Simone shifts the weight of her pregnant belly from one foot slowly to another, stepping between squash leaves into grass mounds that hopefully aren't hiding squash. She's careful not to step on the produce.
Nathan is equally tender-footed. Their eyes search the ground for glimpses of yellow, tan and green flesh. When found, the mature fruit detaches easily from the vine, and Simone wedges the oblong shape between her elbow and side like a football and continues hunting.
To both show how tentacle-like squash vines can be, and prove the vine had been cleared of fruit in total, Nathan picked up a vine and raised it high above his head. The last, young buds peeked out of his left hand and the vine wound down and around curling up to his right. A fat leaf flapped on the brim of his hat.The vine terminated some 15 feet away in the grass, but we couldn't see its end.
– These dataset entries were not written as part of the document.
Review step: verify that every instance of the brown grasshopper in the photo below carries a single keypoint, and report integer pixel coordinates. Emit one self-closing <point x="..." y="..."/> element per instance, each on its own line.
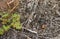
<point x="9" y="5"/>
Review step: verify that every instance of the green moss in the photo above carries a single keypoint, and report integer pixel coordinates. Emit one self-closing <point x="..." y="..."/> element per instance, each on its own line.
<point x="8" y="21"/>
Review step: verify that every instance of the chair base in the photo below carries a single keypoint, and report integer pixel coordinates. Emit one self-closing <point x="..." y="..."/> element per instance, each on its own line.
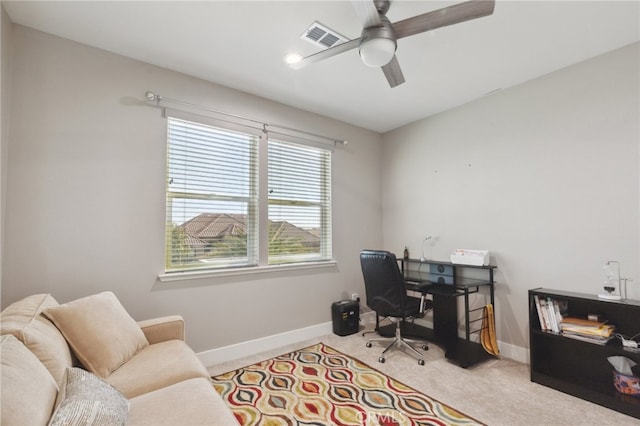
<point x="400" y="342"/>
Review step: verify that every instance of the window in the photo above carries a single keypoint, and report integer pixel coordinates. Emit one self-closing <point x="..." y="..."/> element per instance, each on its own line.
<point x="225" y="211"/>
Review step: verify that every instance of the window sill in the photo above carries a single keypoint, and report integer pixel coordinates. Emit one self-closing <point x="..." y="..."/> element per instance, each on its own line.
<point x="234" y="272"/>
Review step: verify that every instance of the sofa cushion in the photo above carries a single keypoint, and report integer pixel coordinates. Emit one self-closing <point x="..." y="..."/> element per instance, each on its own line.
<point x="99" y="330"/>
<point x="166" y="406"/>
<point x="84" y="399"/>
<point x="25" y="321"/>
<point x="28" y="389"/>
<point x="156" y="366"/>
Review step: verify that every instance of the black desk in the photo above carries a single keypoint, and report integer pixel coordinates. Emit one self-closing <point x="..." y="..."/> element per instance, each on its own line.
<point x="427" y="277"/>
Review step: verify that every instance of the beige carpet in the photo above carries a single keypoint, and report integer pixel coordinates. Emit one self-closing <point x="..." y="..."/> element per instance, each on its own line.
<point x="496" y="392"/>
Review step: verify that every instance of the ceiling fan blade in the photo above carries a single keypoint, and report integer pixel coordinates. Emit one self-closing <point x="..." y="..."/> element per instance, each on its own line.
<point x="324" y="54"/>
<point x="367" y="13"/>
<point x="443" y="17"/>
<point x="393" y="72"/>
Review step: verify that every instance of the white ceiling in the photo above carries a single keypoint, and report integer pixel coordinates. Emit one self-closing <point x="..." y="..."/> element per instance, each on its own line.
<point x="241" y="44"/>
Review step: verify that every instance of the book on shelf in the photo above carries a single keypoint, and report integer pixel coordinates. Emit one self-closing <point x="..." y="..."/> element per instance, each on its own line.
<point x="598" y="332"/>
<point x="551" y="312"/>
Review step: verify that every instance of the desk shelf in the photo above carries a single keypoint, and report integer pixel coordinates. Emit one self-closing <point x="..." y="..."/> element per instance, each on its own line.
<point x="445" y="282"/>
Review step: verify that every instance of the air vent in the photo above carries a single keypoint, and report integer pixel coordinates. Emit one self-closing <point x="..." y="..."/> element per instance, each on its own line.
<point x="322" y="36"/>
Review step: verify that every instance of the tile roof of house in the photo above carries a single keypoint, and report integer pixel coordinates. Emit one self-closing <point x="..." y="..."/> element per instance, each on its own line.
<point x="207" y="226"/>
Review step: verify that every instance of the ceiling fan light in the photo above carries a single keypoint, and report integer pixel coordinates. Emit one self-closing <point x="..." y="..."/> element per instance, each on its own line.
<point x="377" y="52"/>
Tending the squash patch required only spurts of this kind of effort. Compared to the monotony of plucking grape tomatoes from the vine, it's almost adventurous, a search.
Candy Roasters and their ilk are harvested a basket or two at a time and stored in the farm's cement storage bunker for months. Simone or Nathan pick out a new grouping each week to be cleaned up and readied for a weekend market.
The relative security of raising storage crops is part of the larger plan to diversify farm income. The most involved link in that plan involves a commitment to red winter wheat, a mill, and a branded DaySpring Farms flour product. Like winter squash, wheat and flour can bring in money in the off-season. It's all, as Nathan sees it, a step in their evolution from green thumbs to a family business.
"I often say that I'm a pretty good gardener, but I'm not a good farmer yet," Nathan said. "The difference is a gardener is able to tend crops well; a farmer is able to run a business well. That's where most of the change and growth for me personally as a business operator has come. It's to be a better farmer, a better steward of the resources available to me and to make the absolute most out of the least. That's a philosophy we have carried through."